You are viewing a plain text version of this content. The canonical link for it is here.
Posted to commits@systemds.apache.org by mb...@apache.org on 2021/08/25 21:44:01 UTC
[systemds] branch master updated: [SYSTEMDS-3102] Performance
in-memory reblocks for binary inputs
This is an automated email from the ASF dual-hosted git repository.
mboehm7 pushed a commit to branch master
in repository https://gitbox.apache.org/repos/asf/systemds.git
The following commit(s) were added to refs/heads/master by this push:
new 37a15d4 [SYSTEMDS-3102] Performance in-memory reblocks for binary inputs
37a15d4 is described below
commit 37a15d4620f669724d3927a3b7d71cbc1a6a1a18
Author: Matthias Boehm <mb...@gmail.com>
AuthorDate: Wed Aug 25 23:43:24 2021 +0200
[SYSTEMDS-3102] Performance in-memory reblocks for binary inputs
This patch makes two performance improvements to in-memory reblocks
inside sp_rblk by preferring in-memory reblock for binary inputs (where
the read is much faster than distributed reblocking), and leveraging
similar to rand the lineage items to avoid cache pollution and
unnecessary evictions.
---
.../org/apache/sysds/hops/recompile/Recompiler.java | 13 ++++++++++---
.../instructions/spark/CSVReblockSPInstruction.java | 3 ++-
.../instructions/spark/ReblockSPInstruction.java | 20 ++++++++++++++++++--
.../sysds/runtime/lineage/LineageRecomputeUtils.java | 17 +++++++++++++++++
4 files changed, 47 insertions(+), 6 deletions(-)
diff --git a/src/main/java/org/apache/sysds/hops/recompile/Recompiler.java b/src/main/java/org/apache/sysds/hops/recompile/Recompiler.java
index 8bb842e..d644bf0 100644
--- a/src/main/java/org/apache/sysds/hops/recompile/Recompiler.java
+++ b/src/main/java/org/apache/sysds/hops/recompile/Recompiler.java
@@ -93,6 +93,7 @@ import org.apache.sysds.runtime.instructions.cp.IntObject;
import org.apache.sysds.runtime.instructions.cp.ListObject;
import org.apache.sysds.runtime.instructions.cp.ScalarObject;
import org.apache.sysds.runtime.io.IOUtilFunctions;
+import org.apache.sysds.runtime.lineage.LineageItem;
import org.apache.sysds.runtime.matrix.data.MatrixBlock;
import org.apache.sysds.runtime.meta.DataCharacteristics;
import org.apache.sysds.runtime.meta.MatrixCharacteristics;
@@ -1578,7 +1579,7 @@ public class Recompiler {
throw new DMLRuntimeException(ex);
}
}
-
+
//check valid dimensions and memory requirements
double sp = OptimizerUtils.getSparsity(rows, cols, nnz);
double mem = MatrixBlock.estimateSizeInMemory(rows, cols, sp);
@@ -1593,7 +1594,8 @@ public class Recompiler {
long estFilesize = (long)(3.5 * mem); //conservative estimate
long cpThreshold = CP_REBLOCK_THRESHOLD_SIZE *
OptimizerUtils.getParallelTextReadParallelism();
- return (estFilesize < cpThreshold);
+ return (iimd.getFileFormat() == FileFormat.BINARY
+ || estFilesize < cpThreshold); //for text conservative
}
public static boolean checkCPCheckpoint(DataCharacteristics dc) {
@@ -1601,9 +1603,13 @@ public class Recompiler {
&& OptimizerUtils.isValidCPDimensions(dc.getRows(), dc.getCols())

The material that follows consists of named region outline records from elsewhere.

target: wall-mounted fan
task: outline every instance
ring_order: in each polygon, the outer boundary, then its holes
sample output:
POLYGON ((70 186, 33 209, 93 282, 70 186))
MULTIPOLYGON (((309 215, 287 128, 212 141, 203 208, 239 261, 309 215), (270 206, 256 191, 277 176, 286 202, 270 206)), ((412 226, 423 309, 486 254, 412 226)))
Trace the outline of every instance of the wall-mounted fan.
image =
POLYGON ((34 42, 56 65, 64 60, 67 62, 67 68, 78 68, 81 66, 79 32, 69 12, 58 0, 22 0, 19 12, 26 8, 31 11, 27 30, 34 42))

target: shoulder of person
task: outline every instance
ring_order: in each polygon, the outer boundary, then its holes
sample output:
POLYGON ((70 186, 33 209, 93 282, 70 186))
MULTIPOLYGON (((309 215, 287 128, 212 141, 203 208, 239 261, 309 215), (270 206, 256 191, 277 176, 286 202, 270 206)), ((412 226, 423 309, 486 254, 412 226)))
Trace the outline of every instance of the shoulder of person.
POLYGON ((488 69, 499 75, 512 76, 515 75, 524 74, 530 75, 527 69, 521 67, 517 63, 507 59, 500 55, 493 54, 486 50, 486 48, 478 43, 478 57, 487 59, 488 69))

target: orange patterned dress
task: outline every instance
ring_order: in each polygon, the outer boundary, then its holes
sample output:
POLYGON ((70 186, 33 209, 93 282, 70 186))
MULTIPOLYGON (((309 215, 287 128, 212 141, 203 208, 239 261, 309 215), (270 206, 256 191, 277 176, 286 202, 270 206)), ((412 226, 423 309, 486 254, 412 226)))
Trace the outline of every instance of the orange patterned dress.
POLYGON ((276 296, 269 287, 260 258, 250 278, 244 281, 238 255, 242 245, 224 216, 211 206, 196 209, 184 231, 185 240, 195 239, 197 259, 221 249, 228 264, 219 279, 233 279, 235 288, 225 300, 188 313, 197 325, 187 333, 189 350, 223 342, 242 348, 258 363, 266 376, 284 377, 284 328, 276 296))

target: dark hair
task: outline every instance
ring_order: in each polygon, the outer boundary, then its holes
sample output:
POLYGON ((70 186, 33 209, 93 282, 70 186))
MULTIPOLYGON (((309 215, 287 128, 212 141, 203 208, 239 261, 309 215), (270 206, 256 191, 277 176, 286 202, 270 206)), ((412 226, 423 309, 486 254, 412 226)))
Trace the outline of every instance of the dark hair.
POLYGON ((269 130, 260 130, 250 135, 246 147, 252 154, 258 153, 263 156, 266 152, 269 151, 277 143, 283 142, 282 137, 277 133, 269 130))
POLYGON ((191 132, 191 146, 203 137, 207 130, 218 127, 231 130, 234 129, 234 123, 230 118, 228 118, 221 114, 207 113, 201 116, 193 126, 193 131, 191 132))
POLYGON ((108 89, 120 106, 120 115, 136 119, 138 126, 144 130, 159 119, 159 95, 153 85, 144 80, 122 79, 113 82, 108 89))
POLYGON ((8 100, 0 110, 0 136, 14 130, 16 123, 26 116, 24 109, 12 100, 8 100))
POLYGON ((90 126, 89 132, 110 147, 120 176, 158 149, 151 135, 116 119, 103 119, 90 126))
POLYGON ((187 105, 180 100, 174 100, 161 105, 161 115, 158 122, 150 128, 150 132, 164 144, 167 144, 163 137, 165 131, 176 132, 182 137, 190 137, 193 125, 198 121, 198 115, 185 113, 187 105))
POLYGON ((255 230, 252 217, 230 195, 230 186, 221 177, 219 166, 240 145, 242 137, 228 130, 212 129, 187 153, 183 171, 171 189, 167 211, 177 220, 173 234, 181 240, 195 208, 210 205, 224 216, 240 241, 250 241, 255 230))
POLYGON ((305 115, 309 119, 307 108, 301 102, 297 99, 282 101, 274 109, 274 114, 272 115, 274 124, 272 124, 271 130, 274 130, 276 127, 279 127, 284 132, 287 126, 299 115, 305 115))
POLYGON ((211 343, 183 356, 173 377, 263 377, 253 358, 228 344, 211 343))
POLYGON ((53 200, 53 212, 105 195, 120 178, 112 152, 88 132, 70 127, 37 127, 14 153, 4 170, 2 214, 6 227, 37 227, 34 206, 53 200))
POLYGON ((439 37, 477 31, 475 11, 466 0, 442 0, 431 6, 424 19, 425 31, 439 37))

&& !OptimizerUtils.exceedsCachingThreshold(dc.getCols(), OptimizerUtils.estimateSize(dc));
}
+
+ public static void executeInMemoryReblock(ExecutionContext ec, String varin, String varout) {
+ executeInMemoryReblock(ec, varin, varout, null);
+ }
@SuppressWarnings("unchecked")
- public static void executeInMemoryReblock(ExecutionContext ec, String varin, String varout) {
+ public static void executeInMemoryReblock(ExecutionContext ec, String varin, String varout, LineageItem litem) {
CacheableData<CacheBlock> in = (CacheableData<CacheBlock>) ec.getCacheableData(varin);
CacheableData<CacheBlock> out = (CacheableData<CacheBlock>) ec.getCacheableData(varout);
@@ -1618,6 +1624,7 @@ public class Recompiler {
//set output (incl update matrix characteristics)
out.acquireModify(mb);
+ out.setCacheLineage(litem);
out.release();
in.release();
}
diff --git a/src/main/java/org/apache/sysds/runtime/instructions/spark/CSVReblockSPInstruction.java b/src/main/java/org/apache/sysds/runtime/instructions/spark/CSVReblockSPInstruction.java
index f0c81f4..cae0fbe 100644
--- a/src/main/java/org/apache/sysds/runtime/instructions/spark/CSVReblockSPInstruction.java
+++ b/src/main/java/org/apache/sysds/runtime/instructions/spark/CSVReblockSPInstruction.java
@@ -119,8 +119,9 @@ public class CSVReblockSPInstruction extends UnarySPInstruction {
//check for in-memory reblock (w/ lazy spark context, potential for latency reduction)
if( Recompiler.checkCPReblock(sec, input1.getName()) ) {
- if( input1.getDataType().isMatrix() || input1.getDataType().isFrame() )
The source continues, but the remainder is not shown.